California cannot meet that standard. At the outset, it acknowledges that it cannot show a direct causal link between violent video games and harm to minors. ...
The State's evidence is not compelling. California relies primarily on the research of Dr. Craig Anderson and a few other research psychologists whose studies purport to show a connection between exposure to violent video games and harmful effects on children. These studies have been rejected by every court to consider them, and with good reason: They do not prove that violent video games cause minors to act aggressively (which would at least be a beginning). Instead, "[n]early all of the research is based on correlation, not evidence of causation, and most of the studies suffer from significant, admitted flaws in methodology." Video Software Dealers Assn. 556 F.3d, at 964. They show at best some correlation between exposure to violent entertainment and minuscule real-world effects, such as children's feeling more aggressive or making louder noises in the few minutes after playing a violent game than after playing a nonviolent game.
Even taking for granted Dr. Anderson's conclusions that violent video games produce some effect on children's feelings of aggression, those effects are both small and indistinguishable from effects produced by other media. In his testimony in a similar lawsuit, Dr. Anderson admitted that the "effect sizes" of children's exposure to violent video games are "about the same" as that produced by their exposure to violence on television. App. 1263. And he admits that the same effects have been found when children watch cartoons starring Bugs Bunny or the Road Runner, id., at 1304, or when they play video games like Sonic the Hedgehog that are rated "E" (appropriate for all ages), id., at 1270, or even when they "vie[w] a picture of a gun," id., at 1315-1316.
2740*2740 Of course, California has (wisely) declined to restrict Saturday morning cartoons, the sale of games rated for young children, or the distribution of pictures of guns. The consequence is that its regulation is wildly underinclusive when judged against its asserted justification, which in our view is alone enough to defeat it. Underinclusiveness raises serious doubts about whether the government is in fact pursuing the interest it invokes, rather than disfavoring a particular speaker or viewpoint. See City of Ladue v. Gilleo, 512 U.S. 43, 51, 114 S.Ct. 2038, 129 L.Ed.2d 36 (1994); Florida Star v. B.J.F., 491 U.S. 524, 540, 109 S.Ct. 2603, 105 L.Ed.2d 443 (1989). Here, California has singled out the purveyors of video games for disfavored treatment—at least when compared to booksellers, cartoonists, and movie producers—and has given no persuasive reason why."

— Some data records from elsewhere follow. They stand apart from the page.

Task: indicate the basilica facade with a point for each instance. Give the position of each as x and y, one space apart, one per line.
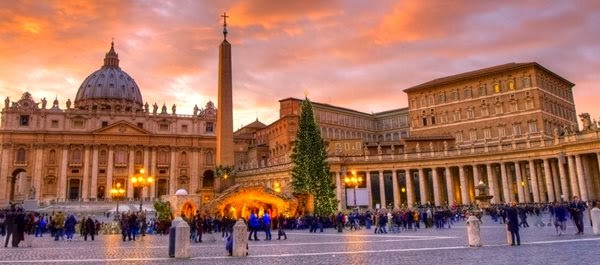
512 126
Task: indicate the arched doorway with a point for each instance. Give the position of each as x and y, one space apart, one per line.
74 189
17 184
208 179
238 202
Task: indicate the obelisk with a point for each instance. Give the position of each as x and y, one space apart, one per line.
225 106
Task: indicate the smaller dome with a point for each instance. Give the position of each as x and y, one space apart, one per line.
181 192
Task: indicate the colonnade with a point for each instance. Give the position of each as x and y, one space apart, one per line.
532 180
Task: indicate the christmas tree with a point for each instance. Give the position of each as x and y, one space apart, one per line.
310 172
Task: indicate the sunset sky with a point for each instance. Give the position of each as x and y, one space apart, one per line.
355 54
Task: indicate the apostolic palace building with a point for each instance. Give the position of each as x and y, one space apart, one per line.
512 126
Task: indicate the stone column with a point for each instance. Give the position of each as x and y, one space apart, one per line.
464 188
86 174
573 176
410 190
449 185
519 176
534 181
555 181
338 189
564 183
548 178
37 171
491 183
6 147
581 178
109 171
382 190
370 195
62 182
147 172
194 176
94 180
504 178
476 178
395 189
130 172
437 196
422 186
153 172
172 174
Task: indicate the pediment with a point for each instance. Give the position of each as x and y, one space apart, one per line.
122 128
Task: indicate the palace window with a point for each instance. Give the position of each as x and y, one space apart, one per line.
532 127
24 120
459 136
209 127
487 133
482 90
21 155
496 88
501 131
517 129
473 135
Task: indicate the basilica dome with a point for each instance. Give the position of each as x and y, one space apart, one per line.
109 88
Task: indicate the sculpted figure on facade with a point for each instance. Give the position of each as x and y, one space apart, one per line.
154 108
586 121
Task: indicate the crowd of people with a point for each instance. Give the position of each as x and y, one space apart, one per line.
20 227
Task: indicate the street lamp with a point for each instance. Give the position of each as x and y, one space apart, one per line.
140 182
117 193
353 181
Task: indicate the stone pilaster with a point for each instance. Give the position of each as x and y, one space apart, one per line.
395 188
449 185
534 181
382 190
581 178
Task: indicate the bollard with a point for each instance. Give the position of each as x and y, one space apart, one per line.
473 231
240 239
595 221
182 240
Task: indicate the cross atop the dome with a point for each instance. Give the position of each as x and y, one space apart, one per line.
224 16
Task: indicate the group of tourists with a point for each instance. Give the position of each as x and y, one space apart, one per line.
20 227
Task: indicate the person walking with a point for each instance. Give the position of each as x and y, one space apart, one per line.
512 222
577 208
89 228
267 223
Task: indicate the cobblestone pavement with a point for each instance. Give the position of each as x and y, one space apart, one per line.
540 245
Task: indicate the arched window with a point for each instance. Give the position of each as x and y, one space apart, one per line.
21 155
52 157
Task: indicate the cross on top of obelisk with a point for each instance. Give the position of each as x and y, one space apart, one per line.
225 16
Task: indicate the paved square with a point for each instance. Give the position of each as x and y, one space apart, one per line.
540 245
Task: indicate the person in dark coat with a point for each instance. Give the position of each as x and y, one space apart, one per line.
11 228
576 208
89 228
512 222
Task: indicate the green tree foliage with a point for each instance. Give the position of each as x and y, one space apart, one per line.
310 172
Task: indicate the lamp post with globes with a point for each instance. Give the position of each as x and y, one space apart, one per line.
353 181
140 181
117 193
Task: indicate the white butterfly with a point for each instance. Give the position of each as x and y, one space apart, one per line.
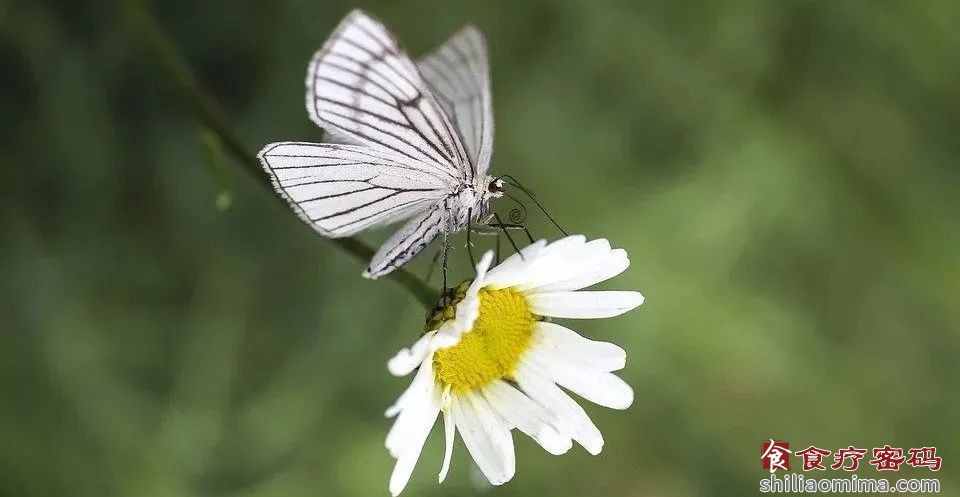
410 141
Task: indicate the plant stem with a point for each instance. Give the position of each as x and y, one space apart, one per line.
210 113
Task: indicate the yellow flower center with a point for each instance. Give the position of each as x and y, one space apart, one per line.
491 349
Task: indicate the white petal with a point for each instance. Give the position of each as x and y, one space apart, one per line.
521 412
415 403
407 360
450 432
588 269
516 270
602 304
416 431
516 261
568 415
488 441
605 389
570 346
467 309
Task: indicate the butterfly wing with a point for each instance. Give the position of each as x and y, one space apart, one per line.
363 85
458 72
343 189
407 242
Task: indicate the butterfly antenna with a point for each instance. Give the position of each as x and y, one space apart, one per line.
517 216
513 181
507 233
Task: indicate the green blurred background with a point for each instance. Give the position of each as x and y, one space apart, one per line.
783 175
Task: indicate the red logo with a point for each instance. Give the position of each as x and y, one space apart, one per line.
887 458
774 455
924 457
852 453
813 458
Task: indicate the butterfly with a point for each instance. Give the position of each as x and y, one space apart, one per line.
406 141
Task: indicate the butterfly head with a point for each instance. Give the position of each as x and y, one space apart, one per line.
494 187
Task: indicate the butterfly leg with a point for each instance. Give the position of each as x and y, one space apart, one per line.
473 260
511 226
507 234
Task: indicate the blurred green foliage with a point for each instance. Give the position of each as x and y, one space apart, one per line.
783 175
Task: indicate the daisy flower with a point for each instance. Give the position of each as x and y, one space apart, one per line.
491 360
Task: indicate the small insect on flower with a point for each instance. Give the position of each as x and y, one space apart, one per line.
490 360
409 141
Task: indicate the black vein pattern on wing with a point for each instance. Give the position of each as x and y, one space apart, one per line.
382 214
401 105
441 156
390 56
414 245
374 155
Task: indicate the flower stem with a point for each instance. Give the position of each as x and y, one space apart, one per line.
209 112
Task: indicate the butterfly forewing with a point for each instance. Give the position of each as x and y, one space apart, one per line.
458 73
363 85
409 140
343 189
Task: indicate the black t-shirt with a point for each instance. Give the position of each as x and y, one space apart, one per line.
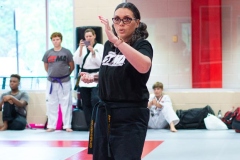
119 81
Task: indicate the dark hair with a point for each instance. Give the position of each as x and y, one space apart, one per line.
157 85
141 32
16 76
56 34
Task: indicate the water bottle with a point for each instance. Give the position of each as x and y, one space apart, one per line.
219 114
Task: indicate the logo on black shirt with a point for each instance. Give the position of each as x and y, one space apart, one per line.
112 59
52 59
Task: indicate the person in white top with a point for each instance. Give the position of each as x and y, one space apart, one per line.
161 110
88 56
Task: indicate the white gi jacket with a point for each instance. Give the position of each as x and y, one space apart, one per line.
91 62
161 117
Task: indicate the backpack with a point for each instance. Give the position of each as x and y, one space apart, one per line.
232 119
193 118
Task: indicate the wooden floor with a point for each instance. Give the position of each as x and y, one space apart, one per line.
159 145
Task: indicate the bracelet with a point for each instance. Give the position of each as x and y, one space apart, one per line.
118 42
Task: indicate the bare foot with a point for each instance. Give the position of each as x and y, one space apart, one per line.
69 130
50 130
3 128
172 127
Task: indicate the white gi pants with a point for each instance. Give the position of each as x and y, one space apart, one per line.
60 95
162 117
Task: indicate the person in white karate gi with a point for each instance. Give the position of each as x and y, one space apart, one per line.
58 63
161 110
89 57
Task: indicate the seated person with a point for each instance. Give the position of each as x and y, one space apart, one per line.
161 110
13 105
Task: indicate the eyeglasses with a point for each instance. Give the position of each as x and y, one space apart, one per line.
125 20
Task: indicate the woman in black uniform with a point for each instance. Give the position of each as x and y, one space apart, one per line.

 One study, for example, found that children who had just finished playing violent video games were more likely to fill in the blank letter in "explo_e" with a "d" (so that it reads "explode") than with an "r" ("explore"). App. 496, 506 (internal quotation marks omitted). The prevention of this phenomenon, which might have been anticipated with common sense, is not a compelling state interest.